Project Summary Hyperinsulinemic hypoglycemia (HH) is one of the most frequent causes of persistent hypoglycemia in infants and can result in seizures, developmental delays, learning disabilities, and even death. The most severe form of HH is inherited and referred to as congenital hyperinsulinism (CHI). CHI largely results from mutations in key genes in the insulin secretion pathway in the islets of Langerhans in the pancreas. Suspicion of CHI is confirmed by tests including the need to implement a high glucose infusion rate to maintain normal blood glucose levels. Currently, the only medical therapies used to treat CHI are used off-label. Typically, diazoxide (an insulin secretion inhibitor) is tried first, though it is often ineffective and has a side effect that causes abnormal and excessive hair growth over much of the body. The peptide sst receptor agonist octreotide is also used off-label for patients that are unresponsive to diazoxide or in conjunction with poor responders. Its pharmacological profile (sst2>sst5) leads to a host of unwanted side effects, including suppression of glucagon secretion which is detrimental to the CHI patient's utmost need, as well as inhibition of the growth hormone axis at the pituitary. Despite their poor profiles, these therapies are tried because the next line of treatment is typically a partial or full pancreatectomy. Even when successful, the result of this surgery is that the patient becomes diabetic and must actively manage glucose for the rest of their lives. Therefore, a significant unmet medical need exists for agents designed to specifically and effectively treat CHI. Here, we lay out our plan to develop orally-available, selective sst5-, sst3-, and/or dual sst5/3 agonists for the treatment of infants and children with CHI and other hyperinsulinemic disorders. Such a compound represents a major advance for infants with CHI and promises to provide specifically directed insulin control with the goal of preventing or delaying pancreatectomy without the excess of side effects that are carried along with current treatments.

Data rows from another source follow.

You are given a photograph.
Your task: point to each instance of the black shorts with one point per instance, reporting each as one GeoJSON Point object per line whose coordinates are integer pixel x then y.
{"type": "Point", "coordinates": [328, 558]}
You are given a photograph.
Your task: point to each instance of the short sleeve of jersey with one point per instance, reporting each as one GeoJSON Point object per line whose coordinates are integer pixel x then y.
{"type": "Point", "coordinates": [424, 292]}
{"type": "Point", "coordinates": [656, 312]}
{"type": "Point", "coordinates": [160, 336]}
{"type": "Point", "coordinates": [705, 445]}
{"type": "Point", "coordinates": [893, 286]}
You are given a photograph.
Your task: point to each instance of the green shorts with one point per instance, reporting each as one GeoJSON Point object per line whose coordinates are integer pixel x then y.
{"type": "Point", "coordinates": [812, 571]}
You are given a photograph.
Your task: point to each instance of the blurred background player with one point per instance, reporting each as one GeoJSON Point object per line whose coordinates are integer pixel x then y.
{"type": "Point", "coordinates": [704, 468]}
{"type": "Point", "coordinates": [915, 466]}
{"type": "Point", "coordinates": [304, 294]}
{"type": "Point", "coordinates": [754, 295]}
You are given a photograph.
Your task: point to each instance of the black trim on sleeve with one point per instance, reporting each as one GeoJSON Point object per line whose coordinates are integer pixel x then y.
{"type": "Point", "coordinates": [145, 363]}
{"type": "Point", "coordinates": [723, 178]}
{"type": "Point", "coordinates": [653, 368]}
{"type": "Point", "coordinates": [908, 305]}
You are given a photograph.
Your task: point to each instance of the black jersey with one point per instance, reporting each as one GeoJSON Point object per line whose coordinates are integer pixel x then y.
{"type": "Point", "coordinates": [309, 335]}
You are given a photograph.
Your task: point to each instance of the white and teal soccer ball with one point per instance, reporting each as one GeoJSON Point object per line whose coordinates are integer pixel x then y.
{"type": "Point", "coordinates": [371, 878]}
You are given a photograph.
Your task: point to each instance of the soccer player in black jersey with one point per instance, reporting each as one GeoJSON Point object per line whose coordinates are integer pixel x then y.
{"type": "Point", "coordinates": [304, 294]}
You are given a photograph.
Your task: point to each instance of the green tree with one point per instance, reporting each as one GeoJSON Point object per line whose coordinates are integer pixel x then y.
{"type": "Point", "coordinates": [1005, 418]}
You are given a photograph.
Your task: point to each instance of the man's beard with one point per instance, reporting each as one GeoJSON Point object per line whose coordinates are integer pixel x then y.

项目摘要 高胰岛素低血糖（HH）是婴儿持续性低血糖的最常见原因之一 并可能导致癫痫发作，发展延误，学习障碍甚至死亡。最严重的形式 HH继承并称为先天性高胰岛素（CHI）。 CHI很大程度上是由密钥突变引起的 胰腺胰岛胰岛胰岛分泌途径中的基因。 怀疑CHI通过测试证实，包括实施高葡萄糖输注率以维持 正常血糖水平。目前，用于治疗CHI的唯一医疗疗法是在标签外使用的。通常， 首先尝试二氮二氧化物（一种胰岛素分泌抑制剂），尽管它通常无效，并且具有导致的副作用 在大部分身体上的异常和过度的头发生长。肽SST受体激动剂奥曲肽也是 用于对二氮氧化物无反应的患者或与较差的反应者一起使用的患者。它是 药理特征（SST2> SST5）导致许多不必要的副作用，包括抑制胰高血糖素 分泌不利于Chi患者的最大需求，以及对生长激素轴的抑制 在垂体。尽管概况差，但尝试了这些疗法，因为下一条治疗方法通常是 部分或完整的胰腺切除术。即使成功，此手术的结果是患者变得 糖尿病性，必须在余生中积极管理葡萄糖。因此，巨大的未满足的医疗需求 对于旨在专门有效地处理CHI的代理商而存在。 在这里，我们制定了计划开发口服可用的，选择性的SST5-，SST3-和/或双SST5/3激动剂的计划 治疗婴儿和其他高胰岛素疾病的儿童。这样的化合物代表 对于患有CHI的婴儿的重大进步，并承诺提供特定定向的胰岛素控制，目的是 防止或延迟胰腺切除术，而没有过多的副作用以及电流 治疗。